Skip directly to site content Skip directly to page options Skip directly to A-Z link Skip directly to A-Z link Skip directly to A-Z link
Volume 14, Number 10—October 2008

Serogroup A Neisseria meningitidis with Reduced Susceptibility to Ciprofloxacin

On This Page
Article Metrics
citations of this article
EID Journal Metrics on Scopus

Cite This Article

To the Editor: Reduced susceptibility to ciprofloxacin of Neisseria meningitidis has been reported with increasing frequency since 1992, mainly because of mutations in the quinolone resistance determining regions (QRDRs) of the gyrase and topoisomerase IV genes (1,2).

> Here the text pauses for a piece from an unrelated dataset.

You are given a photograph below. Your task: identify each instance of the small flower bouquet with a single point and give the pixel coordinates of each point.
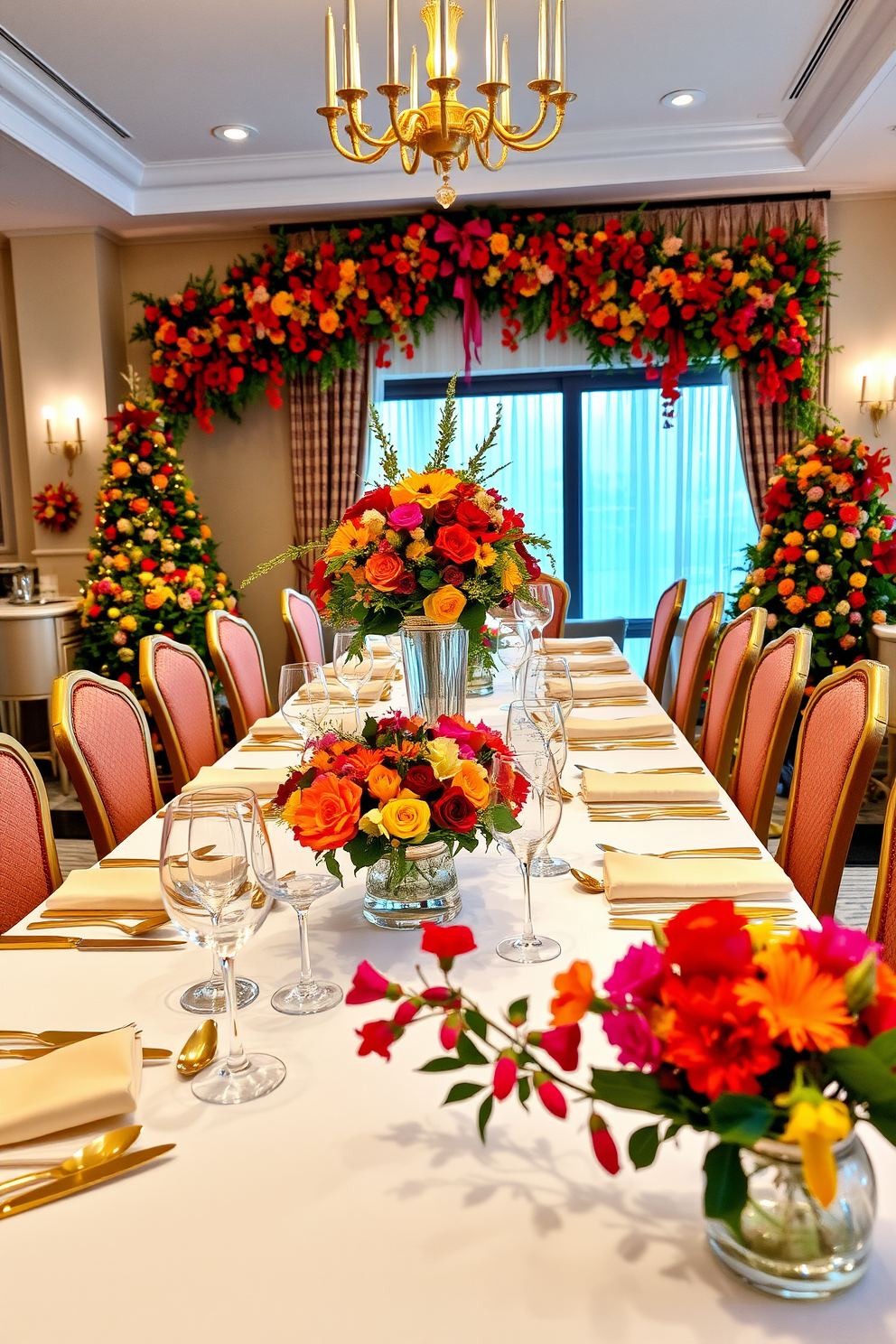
(399, 785)
(723, 1027)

Reduced fluoroquinolone susceptibility due to gyrase A mutations in serogroup A strains has previously been reported from a 2005 outbreak in Delhi, India (1). We describe 2 clinical isolates of serogroup A N. meningitidis with reduced ciprofloxacin susceptibility that were recognized in March 2003 and April 2006 in Israel, a country with low incidence of invasive meningococcal disease (<2/100,000/laboratory-confirmed cases/year) in which this serogroup accounts for <2% of cases (data from the National Center for Meningococci, Tel Hashomer, Israel).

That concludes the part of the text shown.